Standard Error 95 Confidence Interval Calculator
This calculator helps you determine the standard error and 95% confidence interval for your sample data. Standard error measures the variability of sample means, while the confidence interval provides a range within which the true population mean is likely to fall.
What is Standard Error?
The standard error (SE) is a statistical measure that quantifies the variability of sample means around the true population mean. It's calculated by dividing the sample standard deviation by the square root of the sample size. A smaller standard error indicates that sample means are more consistent and reliable estimates of the population mean.
Standard Error Formula
SE = s / √n
Where:
- s = sample standard deviation
- n = sample size
Standard error is particularly important in hypothesis testing and constructing confidence intervals. It helps determine whether observed differences between sample means are statistically significant or likely due to random sampling variation.
How to Calculate Standard Error
To calculate the standard error:
- Determine your sample size (n)
- Calculate the sample standard deviation (s)
- Divide the standard deviation by the square root of the sample size
For small sample sizes (n < 30), it's recommended to use the t-distribution rather than the normal distribution when calculating confidence intervals.
The standard error provides valuable information about the precision of your sample mean as an estimate of the population mean. A smaller standard error indicates that your sample mean is likely closer to the true population mean.
Understanding the 95% Confidence Interval
A 95% confidence interval is a range of values that is likely to contain the true population mean with 95% probability. It's calculated by taking the sample mean and adding and subtracting 1.96 times the standard error (for a 95% confidence level).
95% Confidence Interval Formula
CI = x̄ ± (1.96 × SE)
Where:
- x̄ = sample mean
- SE = standard error
- 1.96 = z-score for 95% confidence level
The confidence interval provides a range of plausible values for the population mean based on your sample data. If the interval is wide, it indicates that your sample size may need to be larger to get a more precise estimate.
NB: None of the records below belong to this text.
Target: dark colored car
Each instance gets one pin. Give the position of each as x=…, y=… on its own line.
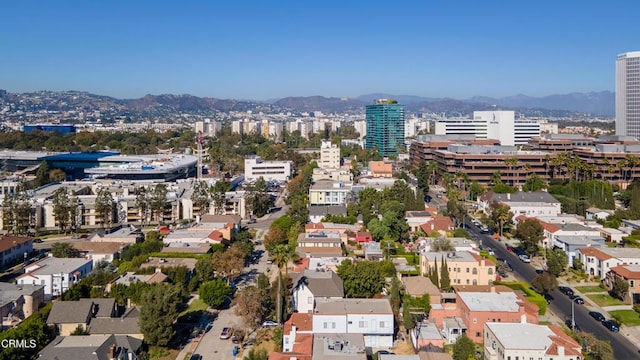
x=566, y=290
x=596, y=315
x=571, y=326
x=611, y=325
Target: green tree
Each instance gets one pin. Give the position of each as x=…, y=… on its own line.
x=249, y=306
x=105, y=206
x=530, y=233
x=257, y=354
x=218, y=194
x=620, y=288
x=363, y=279
x=204, y=269
x=445, y=280
x=214, y=292
x=158, y=201
x=408, y=320
x=499, y=216
x=63, y=250
x=142, y=203
x=464, y=349
x=201, y=197
x=159, y=309
x=544, y=282
x=64, y=208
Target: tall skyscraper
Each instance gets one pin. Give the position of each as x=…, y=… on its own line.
x=628, y=94
x=385, y=127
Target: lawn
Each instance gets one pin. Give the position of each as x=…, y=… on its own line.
x=626, y=317
x=604, y=300
x=589, y=289
x=196, y=305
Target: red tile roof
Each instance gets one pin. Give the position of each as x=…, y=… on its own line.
x=438, y=223
x=302, y=321
x=7, y=242
x=591, y=251
x=623, y=271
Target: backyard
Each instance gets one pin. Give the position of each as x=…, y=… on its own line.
x=626, y=317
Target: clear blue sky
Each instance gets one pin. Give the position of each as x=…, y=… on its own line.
x=271, y=49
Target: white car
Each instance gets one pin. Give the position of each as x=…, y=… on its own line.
x=269, y=324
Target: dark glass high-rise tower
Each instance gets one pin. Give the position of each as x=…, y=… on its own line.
x=385, y=127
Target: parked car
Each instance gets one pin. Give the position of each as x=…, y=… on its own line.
x=566, y=290
x=611, y=325
x=269, y=323
x=571, y=326
x=226, y=333
x=596, y=315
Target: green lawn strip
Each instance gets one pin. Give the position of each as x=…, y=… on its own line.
x=604, y=300
x=196, y=305
x=530, y=294
x=590, y=289
x=626, y=317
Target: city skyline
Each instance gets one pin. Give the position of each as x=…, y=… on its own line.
x=260, y=51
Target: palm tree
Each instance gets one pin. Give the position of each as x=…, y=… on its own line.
x=512, y=163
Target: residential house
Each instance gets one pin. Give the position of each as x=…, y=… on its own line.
x=296, y=330
x=631, y=275
x=612, y=235
x=363, y=237
x=319, y=212
x=328, y=192
x=465, y=267
x=476, y=305
x=18, y=302
x=570, y=243
x=597, y=214
x=319, y=245
x=124, y=235
x=416, y=218
x=426, y=336
x=531, y=204
x=528, y=341
x=440, y=224
x=372, y=318
x=100, y=251
x=91, y=347
x=598, y=261
x=379, y=169
x=130, y=277
x=418, y=286
x=339, y=346
x=127, y=324
x=67, y=316
x=56, y=274
x=14, y=248
x=311, y=285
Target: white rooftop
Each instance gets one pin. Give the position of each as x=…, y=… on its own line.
x=522, y=336
x=491, y=301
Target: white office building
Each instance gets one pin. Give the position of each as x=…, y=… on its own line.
x=628, y=94
x=255, y=168
x=499, y=125
x=329, y=155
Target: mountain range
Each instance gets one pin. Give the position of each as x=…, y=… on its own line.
x=593, y=103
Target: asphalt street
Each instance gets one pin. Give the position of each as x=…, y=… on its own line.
x=561, y=304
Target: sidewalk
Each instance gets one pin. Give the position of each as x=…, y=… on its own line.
x=632, y=333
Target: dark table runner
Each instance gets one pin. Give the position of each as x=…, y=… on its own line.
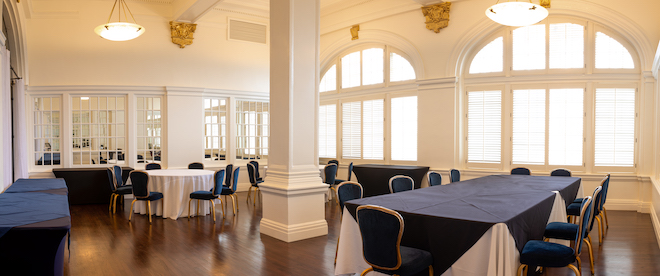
x=375, y=178
x=448, y=220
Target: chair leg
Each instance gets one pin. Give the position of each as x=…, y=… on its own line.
x=130, y=213
x=366, y=271
x=572, y=267
x=591, y=255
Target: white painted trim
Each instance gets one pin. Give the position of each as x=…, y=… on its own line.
x=294, y=232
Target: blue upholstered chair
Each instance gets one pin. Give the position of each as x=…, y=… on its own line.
x=547, y=254
x=400, y=183
x=454, y=175
x=350, y=172
x=521, y=171
x=140, y=181
x=381, y=231
x=434, y=178
x=569, y=231
x=214, y=193
x=117, y=191
x=560, y=172
x=231, y=190
x=253, y=174
x=196, y=166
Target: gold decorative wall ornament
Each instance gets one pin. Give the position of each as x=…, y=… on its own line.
x=182, y=33
x=354, y=31
x=437, y=16
x=545, y=4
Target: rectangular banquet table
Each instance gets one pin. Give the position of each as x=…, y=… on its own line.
x=34, y=222
x=474, y=227
x=375, y=178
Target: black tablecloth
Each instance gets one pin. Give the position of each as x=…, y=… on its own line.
x=35, y=222
x=448, y=220
x=375, y=178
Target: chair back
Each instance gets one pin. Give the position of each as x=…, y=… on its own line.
x=256, y=168
x=111, y=179
x=330, y=172
x=251, y=174
x=434, y=178
x=119, y=181
x=381, y=231
x=454, y=175
x=140, y=181
x=585, y=214
x=400, y=183
x=196, y=166
x=348, y=190
x=228, y=171
x=218, y=179
x=521, y=171
x=350, y=171
x=561, y=172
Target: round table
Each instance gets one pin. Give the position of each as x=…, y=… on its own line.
x=176, y=186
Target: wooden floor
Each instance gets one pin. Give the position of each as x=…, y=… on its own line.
x=105, y=244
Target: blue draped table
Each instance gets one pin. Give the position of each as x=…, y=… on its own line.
x=34, y=222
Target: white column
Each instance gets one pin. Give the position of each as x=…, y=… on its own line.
x=293, y=194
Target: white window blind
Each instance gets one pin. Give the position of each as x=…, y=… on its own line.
x=484, y=126
x=611, y=54
x=490, y=58
x=329, y=80
x=565, y=127
x=566, y=45
x=372, y=66
x=350, y=70
x=351, y=130
x=615, y=127
x=528, y=126
x=372, y=129
x=529, y=48
x=328, y=131
x=404, y=128
x=400, y=68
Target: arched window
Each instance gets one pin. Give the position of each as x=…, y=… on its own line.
x=539, y=96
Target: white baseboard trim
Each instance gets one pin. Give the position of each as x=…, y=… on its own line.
x=295, y=232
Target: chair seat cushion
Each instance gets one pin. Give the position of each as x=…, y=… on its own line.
x=205, y=195
x=413, y=261
x=124, y=190
x=540, y=253
x=561, y=230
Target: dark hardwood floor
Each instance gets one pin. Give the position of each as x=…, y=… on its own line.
x=105, y=244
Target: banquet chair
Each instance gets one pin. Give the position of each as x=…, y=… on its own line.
x=521, y=171
x=140, y=181
x=434, y=178
x=350, y=171
x=254, y=182
x=568, y=231
x=231, y=191
x=196, y=166
x=561, y=172
x=116, y=191
x=400, y=183
x=454, y=175
x=381, y=231
x=214, y=193
x=546, y=254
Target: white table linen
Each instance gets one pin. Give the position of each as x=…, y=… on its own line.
x=176, y=186
x=494, y=254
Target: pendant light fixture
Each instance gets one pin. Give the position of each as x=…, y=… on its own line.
x=120, y=31
x=514, y=13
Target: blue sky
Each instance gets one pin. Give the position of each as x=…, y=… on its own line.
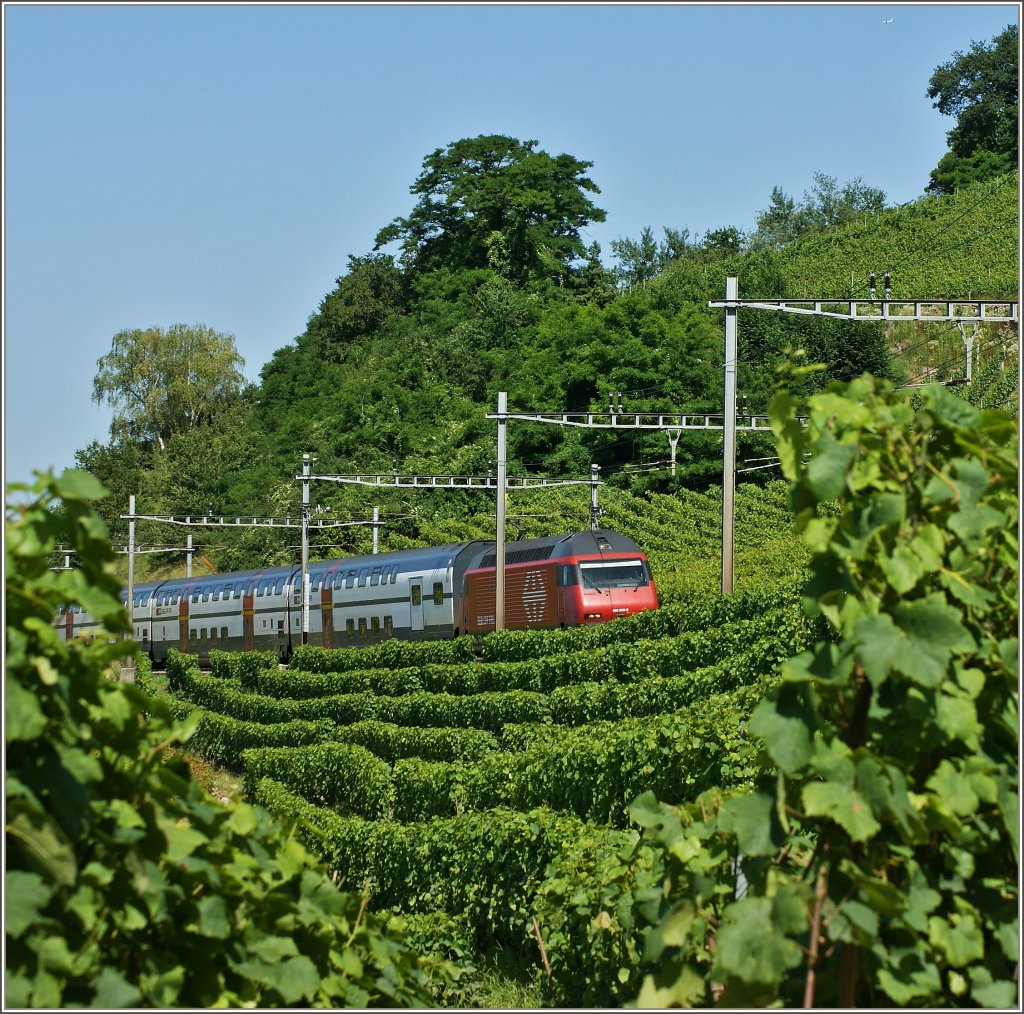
x=218, y=164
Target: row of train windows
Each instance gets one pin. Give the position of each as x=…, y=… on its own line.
x=374, y=576
x=375, y=627
x=416, y=596
x=203, y=634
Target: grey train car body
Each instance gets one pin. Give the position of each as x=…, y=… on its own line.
x=412, y=594
x=353, y=601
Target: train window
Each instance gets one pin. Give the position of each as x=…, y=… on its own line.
x=613, y=574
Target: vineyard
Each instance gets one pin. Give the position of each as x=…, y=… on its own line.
x=479, y=789
x=468, y=786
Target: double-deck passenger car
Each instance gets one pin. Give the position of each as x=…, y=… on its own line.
x=412, y=594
If the interval is narrow, your estimate is more reliable.
Example Calculation
Let's say you have a sample of 50 test scores with a mean of 75 and a standard deviation of 10.
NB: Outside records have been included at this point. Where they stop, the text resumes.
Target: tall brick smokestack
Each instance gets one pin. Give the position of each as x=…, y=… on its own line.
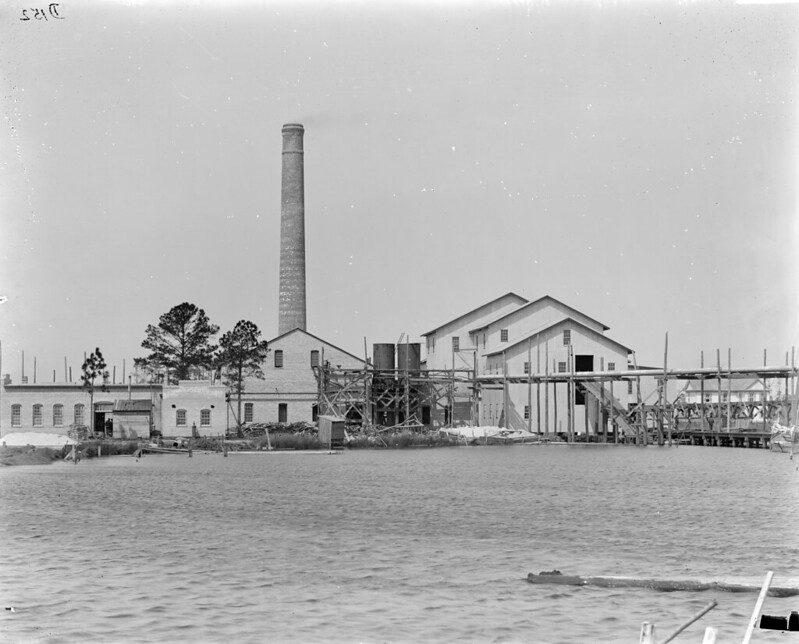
x=291, y=313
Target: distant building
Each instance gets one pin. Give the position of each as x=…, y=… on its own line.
x=741, y=390
x=514, y=336
x=52, y=408
x=289, y=391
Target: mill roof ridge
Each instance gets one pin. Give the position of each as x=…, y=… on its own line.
x=508, y=294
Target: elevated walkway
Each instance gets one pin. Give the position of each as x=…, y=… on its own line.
x=598, y=391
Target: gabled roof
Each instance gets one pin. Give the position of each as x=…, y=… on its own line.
x=540, y=299
x=139, y=405
x=315, y=337
x=482, y=306
x=550, y=326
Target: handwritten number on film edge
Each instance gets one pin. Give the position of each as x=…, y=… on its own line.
x=42, y=14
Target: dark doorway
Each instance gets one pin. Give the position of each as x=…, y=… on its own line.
x=426, y=415
x=582, y=363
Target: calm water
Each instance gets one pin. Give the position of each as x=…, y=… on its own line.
x=392, y=545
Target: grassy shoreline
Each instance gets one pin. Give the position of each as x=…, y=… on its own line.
x=31, y=455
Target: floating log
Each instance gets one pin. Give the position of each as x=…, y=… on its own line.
x=662, y=585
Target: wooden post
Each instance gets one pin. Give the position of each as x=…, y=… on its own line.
x=758, y=605
x=690, y=621
x=505, y=389
x=602, y=402
x=666, y=387
x=765, y=395
x=529, y=386
x=475, y=410
x=729, y=388
x=570, y=397
x=718, y=386
x=613, y=423
x=546, y=388
x=639, y=402
x=554, y=400
x=647, y=633
x=702, y=393
x=537, y=384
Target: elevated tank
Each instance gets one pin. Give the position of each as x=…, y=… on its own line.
x=409, y=356
x=383, y=356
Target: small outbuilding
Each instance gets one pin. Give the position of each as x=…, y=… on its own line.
x=331, y=431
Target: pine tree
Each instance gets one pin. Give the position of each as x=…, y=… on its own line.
x=241, y=354
x=181, y=342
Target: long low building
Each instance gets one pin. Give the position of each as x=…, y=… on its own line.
x=192, y=407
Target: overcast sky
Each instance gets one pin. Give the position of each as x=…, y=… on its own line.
x=637, y=161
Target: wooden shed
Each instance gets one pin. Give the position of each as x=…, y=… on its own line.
x=331, y=431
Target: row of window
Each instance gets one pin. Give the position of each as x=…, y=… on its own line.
x=278, y=353
x=205, y=418
x=38, y=415
x=562, y=367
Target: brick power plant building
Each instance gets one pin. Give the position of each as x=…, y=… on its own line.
x=508, y=332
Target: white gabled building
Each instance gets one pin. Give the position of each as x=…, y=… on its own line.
x=516, y=336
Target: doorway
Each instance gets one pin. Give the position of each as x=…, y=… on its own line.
x=582, y=363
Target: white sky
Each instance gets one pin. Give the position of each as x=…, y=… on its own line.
x=636, y=160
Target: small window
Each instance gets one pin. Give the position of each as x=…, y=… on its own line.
x=16, y=415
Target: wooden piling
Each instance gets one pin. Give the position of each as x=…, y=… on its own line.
x=702, y=392
x=729, y=389
x=537, y=384
x=546, y=388
x=758, y=605
x=570, y=396
x=529, y=385
x=554, y=401
x=647, y=633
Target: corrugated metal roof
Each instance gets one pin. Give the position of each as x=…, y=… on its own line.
x=532, y=335
x=139, y=405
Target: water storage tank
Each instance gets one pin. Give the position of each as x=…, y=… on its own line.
x=383, y=356
x=409, y=356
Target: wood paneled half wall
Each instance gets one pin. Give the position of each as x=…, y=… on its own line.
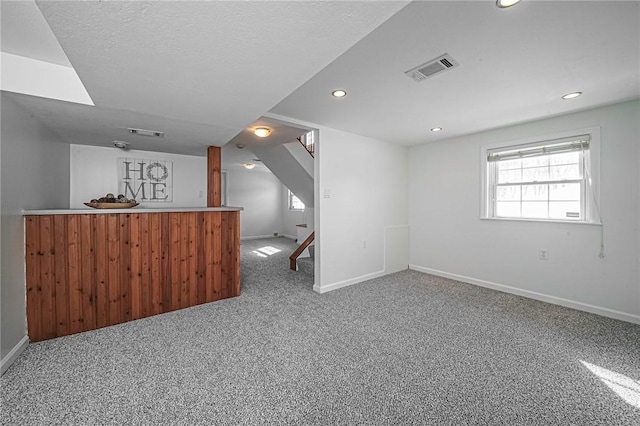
x=86, y=271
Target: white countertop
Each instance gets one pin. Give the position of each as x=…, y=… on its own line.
x=89, y=210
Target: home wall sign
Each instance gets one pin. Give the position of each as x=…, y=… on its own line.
x=146, y=180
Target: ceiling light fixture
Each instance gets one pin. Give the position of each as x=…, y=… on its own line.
x=572, y=95
x=122, y=145
x=262, y=132
x=503, y=4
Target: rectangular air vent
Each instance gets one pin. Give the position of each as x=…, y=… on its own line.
x=431, y=68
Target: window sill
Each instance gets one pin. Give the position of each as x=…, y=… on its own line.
x=572, y=222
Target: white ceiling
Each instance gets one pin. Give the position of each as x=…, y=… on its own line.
x=199, y=71
x=515, y=64
x=203, y=72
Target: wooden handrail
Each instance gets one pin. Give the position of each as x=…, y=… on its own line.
x=294, y=256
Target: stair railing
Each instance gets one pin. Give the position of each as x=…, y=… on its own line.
x=294, y=256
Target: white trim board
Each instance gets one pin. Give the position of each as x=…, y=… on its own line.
x=13, y=354
x=346, y=283
x=260, y=237
x=610, y=313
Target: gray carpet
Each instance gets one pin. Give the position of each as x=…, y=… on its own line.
x=409, y=348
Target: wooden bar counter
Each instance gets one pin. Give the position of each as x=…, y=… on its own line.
x=87, y=269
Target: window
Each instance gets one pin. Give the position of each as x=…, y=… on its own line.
x=545, y=180
x=294, y=202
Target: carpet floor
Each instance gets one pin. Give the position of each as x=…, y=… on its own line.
x=408, y=348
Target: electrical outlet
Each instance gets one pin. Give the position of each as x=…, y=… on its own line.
x=543, y=254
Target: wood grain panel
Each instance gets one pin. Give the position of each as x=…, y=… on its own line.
x=94, y=270
x=88, y=271
x=101, y=262
x=63, y=299
x=73, y=273
x=34, y=289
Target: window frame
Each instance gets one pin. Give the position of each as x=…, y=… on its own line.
x=590, y=167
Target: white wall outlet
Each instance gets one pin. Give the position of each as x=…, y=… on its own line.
x=543, y=254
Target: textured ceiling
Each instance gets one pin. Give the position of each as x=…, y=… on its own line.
x=215, y=66
x=25, y=32
x=515, y=64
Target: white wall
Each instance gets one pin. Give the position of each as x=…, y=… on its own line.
x=94, y=173
x=448, y=238
x=361, y=191
x=34, y=175
x=260, y=194
x=290, y=218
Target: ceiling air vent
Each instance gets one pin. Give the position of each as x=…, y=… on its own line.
x=143, y=132
x=431, y=68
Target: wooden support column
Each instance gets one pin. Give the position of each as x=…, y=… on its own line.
x=214, y=178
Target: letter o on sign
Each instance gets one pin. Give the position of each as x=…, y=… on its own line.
x=158, y=177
| Calculation Step | Value |
|---|---|
| Sample size (n) | 50 |
| Sample standard deviation (s) | 10 |
| Standard error (SE) | 10 / √50 ≈ 1.41 |
| 95% confidence interval | 75 ± (1.96 × 1.41) ≈ 75 ± 2.76 |
This means we're 95% confident that the true population mean test score is between approximately 72.24 and 77.76.
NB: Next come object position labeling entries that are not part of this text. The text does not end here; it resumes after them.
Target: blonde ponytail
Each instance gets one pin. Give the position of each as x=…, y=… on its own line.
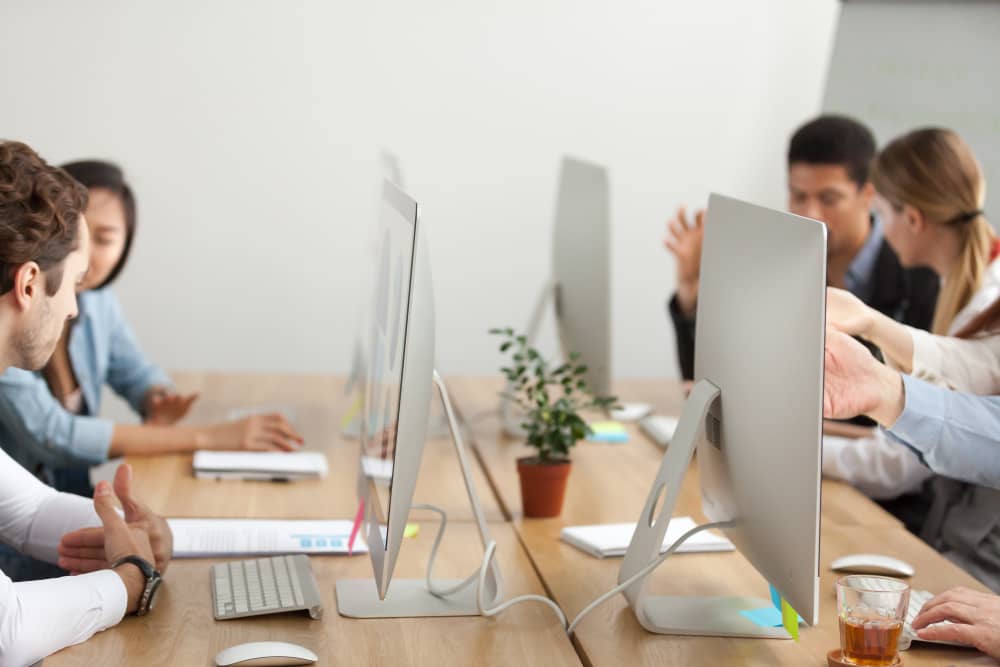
x=933, y=170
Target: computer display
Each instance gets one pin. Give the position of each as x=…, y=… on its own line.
x=755, y=415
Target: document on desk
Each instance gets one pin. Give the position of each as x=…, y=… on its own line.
x=612, y=539
x=260, y=465
x=203, y=538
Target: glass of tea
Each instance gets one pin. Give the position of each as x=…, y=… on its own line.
x=871, y=611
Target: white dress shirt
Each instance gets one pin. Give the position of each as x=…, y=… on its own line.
x=880, y=466
x=38, y=618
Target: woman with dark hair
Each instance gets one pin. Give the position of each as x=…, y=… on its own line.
x=48, y=419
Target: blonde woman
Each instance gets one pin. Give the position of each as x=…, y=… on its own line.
x=929, y=195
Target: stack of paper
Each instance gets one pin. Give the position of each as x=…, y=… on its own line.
x=260, y=465
x=612, y=539
x=202, y=538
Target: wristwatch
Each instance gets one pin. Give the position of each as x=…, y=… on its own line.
x=153, y=581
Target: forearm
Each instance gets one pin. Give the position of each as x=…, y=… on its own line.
x=957, y=435
x=895, y=341
x=146, y=439
x=38, y=618
x=57, y=514
x=878, y=467
x=892, y=397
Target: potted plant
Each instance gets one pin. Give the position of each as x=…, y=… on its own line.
x=551, y=399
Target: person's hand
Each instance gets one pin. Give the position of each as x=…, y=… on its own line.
x=684, y=242
x=121, y=540
x=270, y=432
x=84, y=550
x=164, y=407
x=846, y=312
x=974, y=616
x=855, y=383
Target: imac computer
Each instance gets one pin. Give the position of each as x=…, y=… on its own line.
x=350, y=427
x=397, y=389
x=389, y=170
x=755, y=416
x=579, y=290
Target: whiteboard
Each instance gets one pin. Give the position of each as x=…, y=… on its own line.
x=900, y=65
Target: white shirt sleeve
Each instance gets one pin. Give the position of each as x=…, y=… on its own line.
x=971, y=366
x=40, y=617
x=877, y=466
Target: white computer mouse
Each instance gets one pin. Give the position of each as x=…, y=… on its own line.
x=265, y=654
x=872, y=564
x=631, y=412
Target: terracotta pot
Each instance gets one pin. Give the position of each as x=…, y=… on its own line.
x=543, y=486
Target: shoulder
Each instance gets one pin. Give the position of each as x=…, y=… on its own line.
x=18, y=376
x=100, y=303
Note: For smaller sample sizes, you might use a t-distribution instead of the normal distribution, which would result in a slightly wider confidence interval.
FAQ
What's the difference between standard deviation and standard error?
Standard deviation measures the variability within a single sample, while standard error measures the variability of sample means across multiple samples. Standard error is always smaller than or equal to the standard deviation.
Why do we use 95% confidence intervals?
95% is a common confidence level that balances precision and reliability. It means if we took 100 different samples and calculated 95% confidence intervals for each, we'd expect about 95 of them to contain the true population mean.
How does sample size affect standard error?
Standard error decreases as sample size increases. This is because larger samples provide more information about the population, leading to more precise estimates of the population mean.
Can I use this calculator for any type of data?
Yes, this calculator works for any continuous numerical data where you have a sample mean and standard deviation. It's commonly used in fields like psychology, biology, and quality control.